The property sits in a suburban Bonita neighborhood rated B and ranked 289 out of 621 San Diego metro neighborhoods, placing it above the metro median. According to CRE market data from WDSuite, neighborhood occupancy is in the mid‑90s, indicating generally tight conditions that support rent collections and leasing stability at the neighborhood level (these occupancy figures reflect the neighborhood, not this specific property).
Local livability skews residential with strong park access (top quintile nationally) and thinner immediate retail density; cafes and groceries are less concentrated nearby, so most residents rely on short drives for daily needs. This pattern is typical of lower‑intensity suburban pockets and can support quieter communities that still draw from larger employment nodes across the San Diego–Chula Vista–Carlsbad region.
Ownership costs are elevated for the area relative to national norms, and neighborhood rents also benchmark high nationally. In investor terms, the high‑cost ownership market tends to reinforce reliance on multifamily housing, which can aid tenant retention and pricing power. Rent-to-income metrics at the neighborhood level appear manageable, suggesting room for disciplined revenue management while monitoring affordability pressure.
Within a 3‑mile radius, demographics show a sizable, relatively high‑income household base and projections calling for population growth and a notable increase in households by the mid‑term outlook. Forecasts also point to smaller average household sizes, which can expand the renter pool and support occupancy stability for well‑positioned properties.
Tenure patterns reflect a predominantly owner‑occupied area with a minority share of renter‑occupied units both in the neighborhood and within the 3‑mile radius. For investors, a lower renter concentration can still translate to steady multifamily demand when paired with tight neighborhood occupancy and a deep regional employment base.

Safety indicators position the neighborhood below the metro median, with its crime rank at 349 out of 621 San Diego metro neighborhoods. Nationally, the area sits in lower safety percentiles, indicating more incidents than many U.S. neighborhoods. Recent data from WDSuite shows year‑over‑year improvement in violent‑offense rates, a constructive trend to monitor over time. Investors should underwrite prudent operating practices and consider property‑level measures that support resident comfort.
Regional employment nodes nearby support commute convenience for renters, anchored by energy, defense/aerospace, biotech, and technology employers listed below.
- Sempra Energy — energy infrastructure (8.5 miles) — HQ
- L-3 Telemetry & RF Products — defense & aerospace (12.6 miles)
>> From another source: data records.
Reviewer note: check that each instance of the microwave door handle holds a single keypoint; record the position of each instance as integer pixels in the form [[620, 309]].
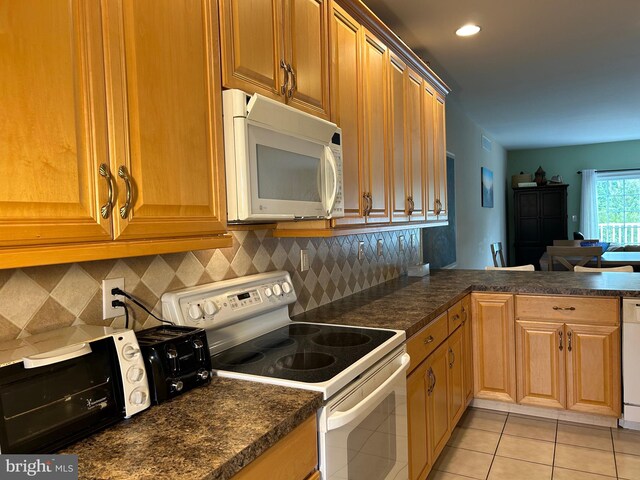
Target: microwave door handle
[[334, 168], [56, 356], [340, 419]]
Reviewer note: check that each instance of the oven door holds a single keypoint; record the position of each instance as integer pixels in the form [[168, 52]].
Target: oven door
[[363, 431]]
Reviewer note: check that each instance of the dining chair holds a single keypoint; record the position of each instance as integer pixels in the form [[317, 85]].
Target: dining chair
[[496, 251], [570, 257], [527, 268], [625, 268]]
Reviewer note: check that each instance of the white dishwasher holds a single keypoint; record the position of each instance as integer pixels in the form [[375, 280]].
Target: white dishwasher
[[631, 362]]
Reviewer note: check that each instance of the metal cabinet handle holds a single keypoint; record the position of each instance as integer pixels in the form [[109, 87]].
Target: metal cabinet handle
[[122, 173], [294, 81], [105, 210], [285, 86]]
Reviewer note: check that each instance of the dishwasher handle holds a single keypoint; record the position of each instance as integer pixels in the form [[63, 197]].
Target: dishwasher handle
[[340, 419]]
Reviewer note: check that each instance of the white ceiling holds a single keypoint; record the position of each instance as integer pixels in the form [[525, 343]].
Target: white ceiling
[[541, 73]]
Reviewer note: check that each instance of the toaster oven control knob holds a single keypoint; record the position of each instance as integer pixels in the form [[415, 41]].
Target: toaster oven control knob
[[135, 374], [130, 352], [195, 312], [138, 397], [177, 386], [210, 308]]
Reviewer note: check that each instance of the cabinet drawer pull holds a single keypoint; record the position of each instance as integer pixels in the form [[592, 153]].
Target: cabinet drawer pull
[[122, 173], [105, 210]]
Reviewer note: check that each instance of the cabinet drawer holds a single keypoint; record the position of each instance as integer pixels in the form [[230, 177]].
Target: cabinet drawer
[[598, 311], [454, 317], [420, 345]]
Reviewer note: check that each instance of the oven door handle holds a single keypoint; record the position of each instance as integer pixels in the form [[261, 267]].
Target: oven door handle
[[342, 418], [56, 356]]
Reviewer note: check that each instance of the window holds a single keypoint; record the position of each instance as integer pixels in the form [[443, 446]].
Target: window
[[618, 196]]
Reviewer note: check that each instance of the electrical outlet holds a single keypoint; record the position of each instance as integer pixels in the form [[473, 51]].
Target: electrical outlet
[[108, 311], [304, 260]]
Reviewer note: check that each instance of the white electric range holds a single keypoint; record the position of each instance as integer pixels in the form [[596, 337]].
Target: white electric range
[[361, 372]]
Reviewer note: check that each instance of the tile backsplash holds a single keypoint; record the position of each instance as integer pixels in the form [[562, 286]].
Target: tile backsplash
[[37, 299]]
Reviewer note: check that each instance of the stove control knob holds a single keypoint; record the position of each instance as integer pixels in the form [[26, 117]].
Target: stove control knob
[[138, 397], [135, 374], [195, 312], [210, 308], [130, 352], [177, 386]]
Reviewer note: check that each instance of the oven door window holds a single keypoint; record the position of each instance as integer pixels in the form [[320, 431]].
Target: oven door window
[[45, 407]]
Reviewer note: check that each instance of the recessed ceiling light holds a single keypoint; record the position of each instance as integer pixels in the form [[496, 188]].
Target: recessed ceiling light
[[467, 30]]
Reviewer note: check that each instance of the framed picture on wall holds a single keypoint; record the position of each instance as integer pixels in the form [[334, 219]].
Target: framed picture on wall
[[487, 187]]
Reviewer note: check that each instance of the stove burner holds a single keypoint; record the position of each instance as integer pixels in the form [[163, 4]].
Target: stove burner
[[305, 361], [302, 329], [233, 359], [271, 343], [341, 339]]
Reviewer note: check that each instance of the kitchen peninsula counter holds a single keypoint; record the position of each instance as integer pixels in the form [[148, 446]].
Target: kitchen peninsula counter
[[207, 433], [409, 303]]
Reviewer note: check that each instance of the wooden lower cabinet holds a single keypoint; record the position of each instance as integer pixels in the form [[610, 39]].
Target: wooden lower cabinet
[[494, 357]]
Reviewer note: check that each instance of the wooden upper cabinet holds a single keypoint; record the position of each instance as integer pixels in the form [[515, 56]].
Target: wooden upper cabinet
[[374, 83], [165, 117], [279, 48], [346, 109], [398, 126], [52, 122]]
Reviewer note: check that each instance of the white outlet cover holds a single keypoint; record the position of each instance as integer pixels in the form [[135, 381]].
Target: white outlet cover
[[107, 310]]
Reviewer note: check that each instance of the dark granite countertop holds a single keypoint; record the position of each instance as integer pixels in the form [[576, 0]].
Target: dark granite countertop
[[207, 433], [411, 303]]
- Celgene Corporation — biotechnology (18.6 miles)
- Qualcomm — wireless technology (18.8 miles) — HQ
- Sysco — food distribution (19.0 miles)
Built in 1973, the asset is slightly older than the neighborhood’s average vintage, which creates a practical path for value‑add upgrades and capital planning to enhance competitiveness versus newer stock. Based on CRE market data from WDSuite, the surrounding neighborhood shows tight occupancy and high ownership costs, conditions that often sustain multifamily demand and support rent durability when operations are well executed.
Within a 3‑mile radius, forecasts call for population growth and a meaningful increase in households alongside shifting toward smaller average household sizes. Combined with elevated incomes in the area, these dynamics indicate a deeper tenant base over time. The key is pairing targeted renovations with disciplined lease management to balance pricing power against affordability pressure in a high‑cost ownership market.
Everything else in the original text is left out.